C’est ici évoquer le champ des différences entre les sexes, un sujet qui fâche. Or, toutes les études scientifiques attestent de ces différences. L’on sait aujourd’hui que les garçons ont une meilleure perception de l’espace et de la place qu’y occupent les objets que les filles. Que ces dernières, en revanche, réussissent mieux dans les tâches qui font intervenir le langage. Force physique, vélocité semblent plutôt du côté des garçons, grâce artistique et souplesse du côté des filles. Question : que fait-on ici de ces différences ? Si l’on naît bien homme ou femme la biologie tord ici le cou à la philosophie beauvoirienne l’on ne naît pas, dans l’espèce humaine, dominant ou dominé. L’existence d’une essence masculine ou d’une essence féminine ne saurait donc justifier une situation sociale hiérarchique entre les hommes et les femmes. Qu’il en soit ainsi est affaire de culture, non de nature.
Entrée par la petite porte, en catimini, et sans débat préalable, dans le système français, la mixité scolaire ne saurait être considérée comme un grand principe de la République, au même titre, au même rang, que la laïcité ou l’égalité des chances. La mixité est un outil peut-être d’abord pédagogique dont la légitimité dépend de l’efficacité. Mais à quoi sert-il exactement, cet outil ? Que vise-t-on avec lui ? Un meilleur épanouissement des individus ? De meilleures performances de la part des élèves ?
Mixité-égalité : voilà bien la confusion sémantique par excellence. N’a-t-on pas longtemps pensé que la première engendrait nécessairement la seconde ?
Mixité-respect : voilà bien une autre association majeure. N’a-t-on pas longtemps affirmé que la fréquentation des sexes, amenant leur connaissance mutuelle, apaiserait leurs rapports ?
Mixité-émulation : encore une évidence énoncée. N’a-t-on pas longtemps soutenu que la coexistence des sexes permettrait à l’un et à l’autre de se transcender ?
Les faits démentent toutes ces associations. Il faut donc en finir avec la mixité « bonne à tout faire ». La coéducation ne porte pas en elle-même tous les bienfaits. C’est pourquoi nous suggérons un usage prudent de l’outil. Si la règle de la mixité dans l’enseignement primaire et au lycée ne doit pas être remise en question il conviendrait même de l’étendre là où elle n’existe toujours pas, dans la cour de récréation des écoles, par exemple n’est-elle pas à atténuer au collège, là où dans les petites classes (6e, 5e) l’avance de « maturité » des filles peut contrarier l’avance scolaire des garçons ? Pourquoi ne pas la rendre optionnelle, permettre le temps d’une année scolaire, à des garçons et filles volontaires, de faire le choix de la séparation ?

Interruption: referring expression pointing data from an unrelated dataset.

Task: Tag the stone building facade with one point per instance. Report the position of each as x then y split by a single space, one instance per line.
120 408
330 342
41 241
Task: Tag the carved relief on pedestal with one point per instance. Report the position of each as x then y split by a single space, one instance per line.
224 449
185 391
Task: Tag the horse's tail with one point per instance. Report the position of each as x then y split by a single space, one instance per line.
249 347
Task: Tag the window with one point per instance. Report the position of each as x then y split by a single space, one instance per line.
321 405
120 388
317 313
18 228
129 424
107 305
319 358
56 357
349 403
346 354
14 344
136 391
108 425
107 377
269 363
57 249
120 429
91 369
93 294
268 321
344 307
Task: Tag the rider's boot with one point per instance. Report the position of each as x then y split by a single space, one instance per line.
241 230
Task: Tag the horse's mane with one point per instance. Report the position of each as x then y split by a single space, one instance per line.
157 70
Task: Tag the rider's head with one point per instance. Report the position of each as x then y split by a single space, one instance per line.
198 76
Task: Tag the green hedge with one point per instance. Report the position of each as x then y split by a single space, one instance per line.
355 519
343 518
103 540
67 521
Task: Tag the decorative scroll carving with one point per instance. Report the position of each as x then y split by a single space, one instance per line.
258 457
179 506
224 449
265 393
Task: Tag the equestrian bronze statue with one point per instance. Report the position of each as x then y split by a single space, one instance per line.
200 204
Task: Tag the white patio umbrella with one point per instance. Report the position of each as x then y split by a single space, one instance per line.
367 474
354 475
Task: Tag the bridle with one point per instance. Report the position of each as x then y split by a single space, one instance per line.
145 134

Chacun aura compris que le véritable combat pour demain est celui de l’égalité réelle des chances entre garçons et filles, à l’école bien sûr, mais aussi dans la vie sociale et professionnelle. Chacun aura compris que ce dont il est vraiment question pour l’école, c’est la réalisation de l’apprentissage des valeurs de respect, de tolérance, la préparation du bien-vivre ensemble. (Le Figaro)
* Sociologue au CNRS, auteur de l’ouvrage Les Pièges de la mixité scolaire venant de paraître aux Presses de la Renaissance.